Примечание к ЭССЕ XI

(1) Мы иногда видим, как весь зрительный зал плачет. Но публика в театре, хотя и является общественным собранием, не является общественным органом. Они не объединены в структуру своих собственных исключительных, узколобых интересов. Каждый индивид смотрит из своей незначительности на сцену, возможно, идеальную и чуждую ему самому, но верную природе; друзья, незнакомцы встречаются на общей почве человечности, и слезы, исторгаемые из их сердец, — это те, что «порождены священной жалостью». Это смешанная толпа, растопленная сочувствием к отдаленным, воображаемым событиям, а не объединение, сцементированное мелкими взглядами и низменными, эгоистичными предрассудками.

ЭССЕ XII. ДОЛЖНЫ ЛИ АКТЕРЫ СИДЕТЬ В ЛОЖАХ?

Я думаю, что нет; и вот почему, насколько я могу объяснить:

Актеры принадлежат публике: их личности — не их собственность. Они выставляют себя на сцене: этого достаточно, не нужно еще и демонстрировать себя в театральных ложах. Я полагаю, что актер в силу самих обстоятельств своей профессии должен оставаться инкогнито, насколько это возможно. Он играет множество ролей, замаскированный, перевоплощенный в них, насколько может, «своим столь могучим искусством», и ему не следует нарушать это заимствованное впечатление, разоблачаясь перед публикой больше, чем он может избежать. Пусть идет в партер, если хочет, чтобы смотреть, — а не в первый ярус, чтобы быть увиденным. Его и так достаточно видят: он — центр иллюзии, которую он обязан поддерживать, как мне кажется, как определенным самоуважением, которое должно отталкивать праздное любопытство, так и определенным почтением к публике, в которой он внушил определенные предрассудки, обязавшись их не нарушать. Он представляет величие сменяющих друг друга королей; он берет на себя ответственность героев и любовников; мантия гения и природы ложится на его плечи; мы «громоздим миллионы» ассоциаций на него, под которыми он должен быть «погребен заживо», а не высовывать перед нами неблагоприятное лицо в обычном сюртуке, чтобы сказать: «Какими же вы все были дураками! — Я не Гамлет Датский!»

Это очень хорошо и вполне уместно для г-на Мэтьюза в его представлении «ДОМА», после того как он имитировал свою неподражаемую шотландку, быстро, как молния, выскользнуть и появиться в боковой ложе, пожимая руку нашему старому другу Джеку Баннистеру.
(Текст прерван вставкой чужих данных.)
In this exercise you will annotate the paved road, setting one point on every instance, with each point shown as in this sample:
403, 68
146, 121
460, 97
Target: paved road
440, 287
Это добавляет нам удивления его способностью к перемене мест и внешности, к тому же он уже был перед нами в своем собственном обличье большую часть вечера. Никакого вреда не было — никакие воображаемые чары не были разрушены — никакой прерывности мысли или чувства. Г-н Мэтьюз сам по себе (да не будет сказано в обиду) и более умный, и более респектабельный человек, чем многие из персонажей, которых он представляет. Не так, когда

По сцене бродит призрак Гамлета, Отелло негодует, Дездемона скорбит, а бедная Монимия изливает свою душу в любви.

Тогда преобладает иное чувство: закройте, закройте сцену перед ними и никогда не разрушайте эту прекрасную фантасмагорию разума. Или, если это вообще должно быть сделано, давайте выберем для этого другое время и место: пусть никто бездумно не выбивает чашу Цирцеи из наших уст и не растворяет дух очарования во дворце самого очарования. Уйдите, г-н ——, и сядьте где-нибудь в другом месте! Что это за вещь, например, когда какая-то часть костюма актера неожиданно отваливается во время игры! Какой это удар по нему самому и по аудитории! Какое усилие ему нужно приложить, чтобы прийти в себя и преодолеть это обнажение голой правды! Одним из триумфов трагического мастерства Гаррика считалось то, что однажды, когда он играл Лира, его соломенная корона слетела, и никто не засмеялся и не обратил на это ни малейшего внимания, настолько он отождествил себя с персонажем. Должен ли он был после этого проявить так мало уважения к чувствам, которые он внушил, чтобы сорвать свои лохмотья и взять старого безумного короля с собой, чтобы валять дурака в ложах?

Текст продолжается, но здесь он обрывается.